Dans le court instant qu’il nous a accordé pour s’exprimer sur la situation aux Comores le dimanche 26 janvier 2025, Me Saïd Larifou, avocat et homme politique comorien n’a pas manquer de se prononcer aussi sur les pays de l’AES. Pour ce dernier, c’est une nouvelle ère qui souffle sur l’Afrique pour ne pas dire le printemps « africain ». Il a appelé les politiques africains à soutenir ces trois pays (Burkina, Mali, Niger). Mieux, l’homme de droit a formulé des vœux de réussite pour ces pays qui forment désormais la confédération des Etats du Sahel.
« Les pays africains qui sont en difficulté, qui ont des problèmes graves, qui veulent reconquérir leur souveraineté et qui sont sous la menace permanente depuis déjà des décennies des terroristes, je parle du Burkina, du Mali, du Niger et d’autres pays d’Afrique de l’Ouest, nous devons les soutenir », indique Me Saïd Larifou. Pour l’homme de droit, la classe politique africaine et les organisations africaines doivent les soutenir et « voir comment nous pourrons leur être utiles. Il y a des pays qui peuvent être des leaders de l’Afrique, mais qui sont pris en otage par des terroristes. Je pense que ces pays doivent bénéficier de notre soutien, mais cela demande aussi une forme de stratégie que nous, les organisations africaines, jusqu’à maintenant, n’avons pas réussi à définir cette stratégie ». Comment ça se fait que, ce qui se passe au Burkina Faso, au Mali et au Niger, nous ne soyons pas en mesure de leur apporter des soutiens concrets ? Se demande-t-il. Et de préciser : « Nous sommes là pour faire des déclarations, mais cela ne suffit pas. Une déclaration ne fait pas reculer un terroriste ». Pour lui, il faut faire mieux et proposer des actions concrètes. Réfléchir sur les types d’actions concrètes à mener. En guise d’exemple, il fait savoir qu’il y a des actions judiciaires sui peuvent être menées. Comment se fait-il que d’autres pays, lorsqu’ils sont attaqués, il y a systématiquement des saisines devant la CPI, et puis d’autres juridictions internationales ? Questionne à nouveau l’avocat.

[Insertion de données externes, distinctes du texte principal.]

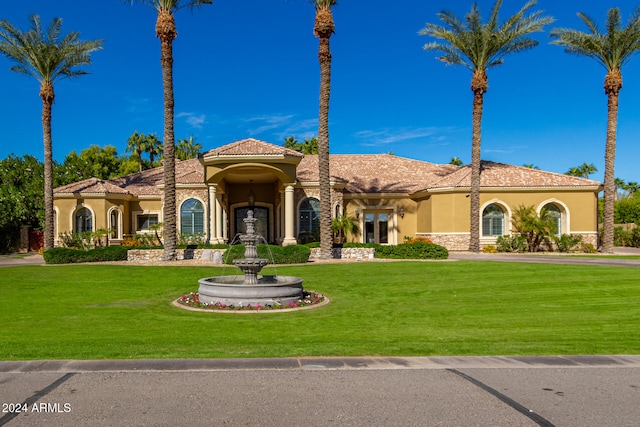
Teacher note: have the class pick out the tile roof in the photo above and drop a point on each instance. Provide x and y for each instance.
(501, 175)
(251, 147)
(376, 173)
(361, 173)
(91, 186)
(143, 183)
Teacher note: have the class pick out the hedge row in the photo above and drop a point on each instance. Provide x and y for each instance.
(69, 256)
(414, 250)
(294, 254)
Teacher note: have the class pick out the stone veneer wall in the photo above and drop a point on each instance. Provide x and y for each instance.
(460, 242)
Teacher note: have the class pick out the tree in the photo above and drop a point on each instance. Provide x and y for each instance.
(309, 146)
(456, 161)
(47, 57)
(166, 31)
(323, 29)
(535, 228)
(620, 185)
(153, 147)
(582, 171)
(478, 47)
(95, 161)
(136, 145)
(611, 49)
(188, 149)
(21, 198)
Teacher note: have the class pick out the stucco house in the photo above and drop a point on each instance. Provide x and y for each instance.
(392, 197)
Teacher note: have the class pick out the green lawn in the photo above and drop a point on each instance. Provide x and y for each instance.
(388, 309)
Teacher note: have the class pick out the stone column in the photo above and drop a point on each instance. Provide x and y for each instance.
(213, 215)
(219, 212)
(289, 217)
(24, 239)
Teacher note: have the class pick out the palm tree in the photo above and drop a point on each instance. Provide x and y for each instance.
(153, 147)
(612, 49)
(47, 57)
(188, 148)
(136, 145)
(456, 161)
(582, 171)
(166, 31)
(323, 29)
(620, 184)
(633, 188)
(478, 47)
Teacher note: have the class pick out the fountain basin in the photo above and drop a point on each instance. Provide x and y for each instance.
(232, 290)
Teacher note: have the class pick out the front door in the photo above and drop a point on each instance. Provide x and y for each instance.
(376, 226)
(261, 214)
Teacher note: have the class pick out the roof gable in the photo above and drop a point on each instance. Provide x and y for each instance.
(251, 147)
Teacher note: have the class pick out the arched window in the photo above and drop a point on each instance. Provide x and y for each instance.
(309, 220)
(492, 221)
(554, 212)
(115, 231)
(192, 217)
(84, 220)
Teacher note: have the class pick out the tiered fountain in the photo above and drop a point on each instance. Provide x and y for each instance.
(252, 288)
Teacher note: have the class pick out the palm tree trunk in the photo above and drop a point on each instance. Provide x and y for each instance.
(165, 29)
(609, 174)
(324, 57)
(47, 95)
(479, 86)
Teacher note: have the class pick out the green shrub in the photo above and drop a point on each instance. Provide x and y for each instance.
(489, 249)
(416, 250)
(568, 242)
(293, 254)
(511, 243)
(629, 238)
(69, 256)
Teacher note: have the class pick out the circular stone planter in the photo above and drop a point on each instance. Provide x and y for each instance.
(178, 304)
(232, 290)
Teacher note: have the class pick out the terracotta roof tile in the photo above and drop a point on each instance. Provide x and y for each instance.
(91, 186)
(252, 147)
(361, 173)
(372, 173)
(502, 175)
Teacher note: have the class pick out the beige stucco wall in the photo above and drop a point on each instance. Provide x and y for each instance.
(449, 212)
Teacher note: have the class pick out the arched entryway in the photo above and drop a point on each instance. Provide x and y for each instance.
(260, 213)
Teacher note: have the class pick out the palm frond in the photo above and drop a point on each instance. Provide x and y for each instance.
(478, 45)
(612, 48)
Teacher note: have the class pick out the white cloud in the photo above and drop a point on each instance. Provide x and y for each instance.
(194, 120)
(389, 136)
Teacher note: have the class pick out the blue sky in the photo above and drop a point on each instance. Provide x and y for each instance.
(248, 68)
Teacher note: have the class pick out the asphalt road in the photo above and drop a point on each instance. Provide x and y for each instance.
(427, 391)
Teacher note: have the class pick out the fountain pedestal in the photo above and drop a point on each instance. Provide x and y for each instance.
(251, 288)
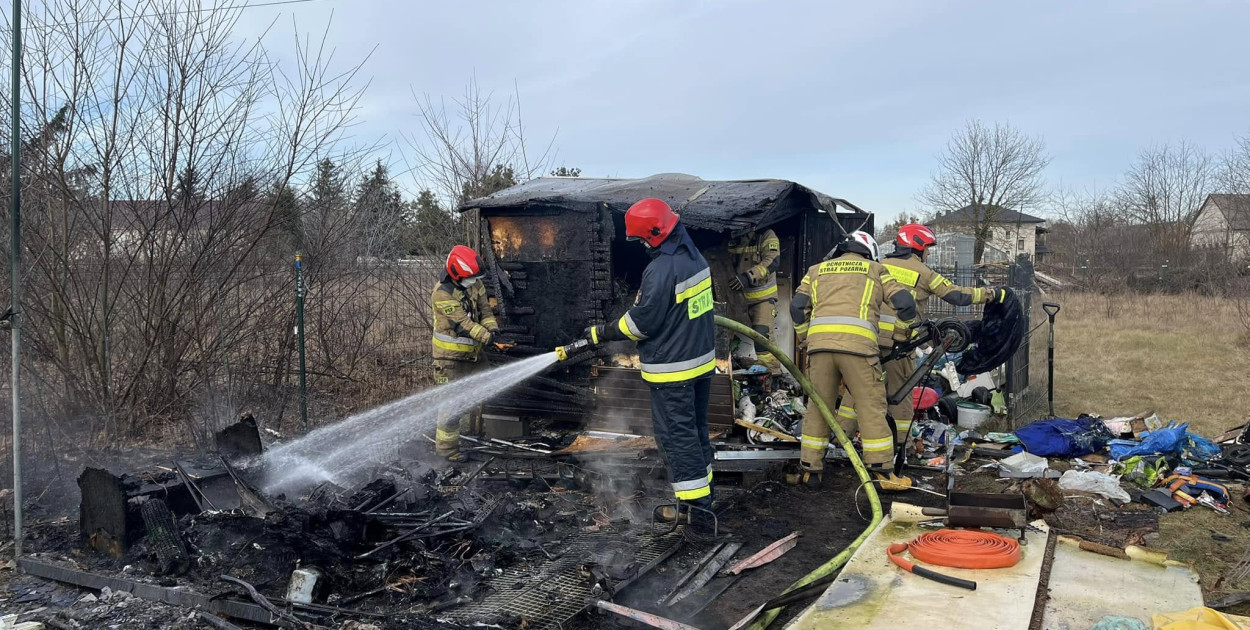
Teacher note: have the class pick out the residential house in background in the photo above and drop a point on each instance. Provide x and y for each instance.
(1011, 235)
(1224, 224)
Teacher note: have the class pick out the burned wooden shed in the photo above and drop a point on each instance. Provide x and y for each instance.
(559, 261)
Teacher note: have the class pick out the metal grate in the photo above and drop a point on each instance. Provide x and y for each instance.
(558, 591)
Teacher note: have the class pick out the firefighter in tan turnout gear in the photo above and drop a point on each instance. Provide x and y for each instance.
(756, 256)
(463, 326)
(836, 310)
(908, 268)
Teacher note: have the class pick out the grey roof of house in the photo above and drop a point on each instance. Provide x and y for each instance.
(969, 214)
(734, 206)
(1235, 208)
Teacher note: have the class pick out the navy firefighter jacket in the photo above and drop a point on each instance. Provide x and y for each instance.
(673, 319)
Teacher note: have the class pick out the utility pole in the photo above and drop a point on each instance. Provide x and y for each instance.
(299, 339)
(15, 274)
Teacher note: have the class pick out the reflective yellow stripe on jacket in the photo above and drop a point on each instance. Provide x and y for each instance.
(455, 344)
(759, 293)
(693, 489)
(848, 325)
(680, 371)
(693, 285)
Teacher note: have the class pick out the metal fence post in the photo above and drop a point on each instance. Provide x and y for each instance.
(15, 274)
(299, 339)
(1051, 310)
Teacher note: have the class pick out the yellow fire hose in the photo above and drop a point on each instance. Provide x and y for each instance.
(843, 439)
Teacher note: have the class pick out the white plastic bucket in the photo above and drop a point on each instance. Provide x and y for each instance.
(973, 415)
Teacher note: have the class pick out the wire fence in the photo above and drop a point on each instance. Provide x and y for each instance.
(1024, 379)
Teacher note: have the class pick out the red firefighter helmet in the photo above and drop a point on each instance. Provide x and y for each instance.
(463, 263)
(650, 220)
(915, 236)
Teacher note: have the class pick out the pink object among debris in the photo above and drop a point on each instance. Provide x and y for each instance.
(924, 398)
(765, 555)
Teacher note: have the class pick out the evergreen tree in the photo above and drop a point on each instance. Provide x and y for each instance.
(380, 210)
(429, 230)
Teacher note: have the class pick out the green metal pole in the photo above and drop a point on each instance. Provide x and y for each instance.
(15, 274)
(299, 338)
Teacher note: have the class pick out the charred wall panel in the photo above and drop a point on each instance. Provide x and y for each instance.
(555, 265)
(820, 233)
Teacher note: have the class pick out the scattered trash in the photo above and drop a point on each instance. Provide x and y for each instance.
(1064, 438)
(1193, 619)
(301, 585)
(1114, 623)
(1023, 465)
(1095, 483)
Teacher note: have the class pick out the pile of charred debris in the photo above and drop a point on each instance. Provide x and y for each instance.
(525, 536)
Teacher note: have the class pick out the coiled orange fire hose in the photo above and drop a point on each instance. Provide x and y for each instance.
(958, 549)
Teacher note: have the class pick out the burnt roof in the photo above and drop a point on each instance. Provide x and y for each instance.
(1235, 208)
(969, 214)
(736, 206)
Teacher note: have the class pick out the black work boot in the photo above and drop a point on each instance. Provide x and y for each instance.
(704, 525)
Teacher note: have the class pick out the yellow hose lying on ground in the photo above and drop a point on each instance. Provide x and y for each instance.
(843, 439)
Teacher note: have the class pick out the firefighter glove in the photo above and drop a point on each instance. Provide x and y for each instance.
(593, 334)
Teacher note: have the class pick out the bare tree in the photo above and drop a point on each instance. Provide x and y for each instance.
(1164, 189)
(1235, 168)
(166, 148)
(988, 169)
(473, 148)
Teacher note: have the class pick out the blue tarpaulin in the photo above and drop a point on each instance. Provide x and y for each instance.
(1064, 436)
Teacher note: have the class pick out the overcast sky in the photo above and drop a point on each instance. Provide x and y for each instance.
(854, 99)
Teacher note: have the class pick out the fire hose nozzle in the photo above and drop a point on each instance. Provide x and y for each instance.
(565, 351)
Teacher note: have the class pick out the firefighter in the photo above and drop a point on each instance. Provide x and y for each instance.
(908, 268)
(463, 326)
(756, 256)
(836, 311)
(673, 323)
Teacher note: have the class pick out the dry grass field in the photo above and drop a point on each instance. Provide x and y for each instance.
(1184, 356)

« Lorsqu’un pays africain est attaqué, aucun procès, aucune initiative judiciaire. Ça aussi, c’est une réflexion qui doit être mûrie pour être mise en pratique. Il ne se passe pas un mois sans qu’il y ait des attaques terroristes dans les différentes régions. Et ces attaques restent impunies alors qu’il s’agit quelquefois d’attaques commandées. Ça aussi, il y a des initiatives », ajoute l’homme politique comorien. Ce dernier dit apporter son soutien aux peuples de l’AES en quête de souveraineté totale. En tant qu’Africain, il a exprimé son soutien et son adhésion aux pays de l’AES.

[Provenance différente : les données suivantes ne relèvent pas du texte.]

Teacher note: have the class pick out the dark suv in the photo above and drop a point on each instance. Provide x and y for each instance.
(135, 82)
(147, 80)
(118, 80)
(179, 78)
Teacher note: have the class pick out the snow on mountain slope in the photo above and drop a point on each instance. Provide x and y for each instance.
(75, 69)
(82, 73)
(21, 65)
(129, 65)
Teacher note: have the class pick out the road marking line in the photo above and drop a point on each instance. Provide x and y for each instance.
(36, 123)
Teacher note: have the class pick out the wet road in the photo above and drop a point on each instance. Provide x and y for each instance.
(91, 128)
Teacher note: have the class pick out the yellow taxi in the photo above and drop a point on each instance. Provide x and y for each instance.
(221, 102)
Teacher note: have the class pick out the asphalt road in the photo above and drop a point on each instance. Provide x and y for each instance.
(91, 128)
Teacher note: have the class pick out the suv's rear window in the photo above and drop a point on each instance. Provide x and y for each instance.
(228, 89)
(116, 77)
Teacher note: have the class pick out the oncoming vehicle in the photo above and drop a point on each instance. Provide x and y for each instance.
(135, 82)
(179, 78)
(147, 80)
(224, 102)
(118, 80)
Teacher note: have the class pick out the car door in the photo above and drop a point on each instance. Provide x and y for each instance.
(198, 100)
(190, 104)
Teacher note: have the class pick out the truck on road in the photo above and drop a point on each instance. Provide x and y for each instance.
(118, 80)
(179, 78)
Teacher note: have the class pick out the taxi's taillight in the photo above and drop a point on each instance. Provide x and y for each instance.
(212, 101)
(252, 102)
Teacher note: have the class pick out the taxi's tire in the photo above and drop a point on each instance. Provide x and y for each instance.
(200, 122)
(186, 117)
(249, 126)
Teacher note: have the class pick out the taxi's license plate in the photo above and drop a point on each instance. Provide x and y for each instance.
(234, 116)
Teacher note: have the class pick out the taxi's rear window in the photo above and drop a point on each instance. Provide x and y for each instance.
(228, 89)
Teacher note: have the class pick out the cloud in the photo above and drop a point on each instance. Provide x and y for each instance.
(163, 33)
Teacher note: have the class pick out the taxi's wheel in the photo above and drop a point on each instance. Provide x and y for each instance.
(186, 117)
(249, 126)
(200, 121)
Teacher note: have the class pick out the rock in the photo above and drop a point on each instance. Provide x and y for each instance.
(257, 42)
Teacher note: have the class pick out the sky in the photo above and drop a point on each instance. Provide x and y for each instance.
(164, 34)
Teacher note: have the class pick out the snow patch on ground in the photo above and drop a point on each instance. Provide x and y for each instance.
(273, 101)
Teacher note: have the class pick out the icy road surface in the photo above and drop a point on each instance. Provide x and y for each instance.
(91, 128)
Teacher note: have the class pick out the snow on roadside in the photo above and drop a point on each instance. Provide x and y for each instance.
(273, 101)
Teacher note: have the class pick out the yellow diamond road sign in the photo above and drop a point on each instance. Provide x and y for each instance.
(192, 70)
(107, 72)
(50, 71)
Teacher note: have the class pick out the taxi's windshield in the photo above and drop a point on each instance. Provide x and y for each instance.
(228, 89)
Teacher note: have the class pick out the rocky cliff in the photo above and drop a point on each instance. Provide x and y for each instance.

« Après les événements de Bamako du mois d’août 2020 qui a vu le départ de IBK, j’étais à la tête d’une délégation d’organisations africaines qui avait fait le déplacement à Bamako au mois de septembre 2020. J’avais réuni 54 pays à la place de la République à Paris avec 54 drapeaux pour soutenir nos frères et sœurs maliens. Lorsque nous nous sommes déplacés au Mali, je savais qu’il allait y avoir un changement en Afrique. Et lorsque, j’étais au procès du président Sankara, j’ai senti qu’il allait y avoir quelque chose au Burkina. Je voyais les choses venir au Niger aussi lorsque j’étais constitué pour Ousmane Sonko à Dakar», a confié M. Larifou, qui martèle que ce changement sera irréversible et se fera de manière graduelle. « J’ose espérer que le vent de changement qui souffle en Afrique de l’Ouest, dans les pays d’AES, souffle aussi aux Comores et dans toute l’Afrique », a formulé en substance l’homme politique.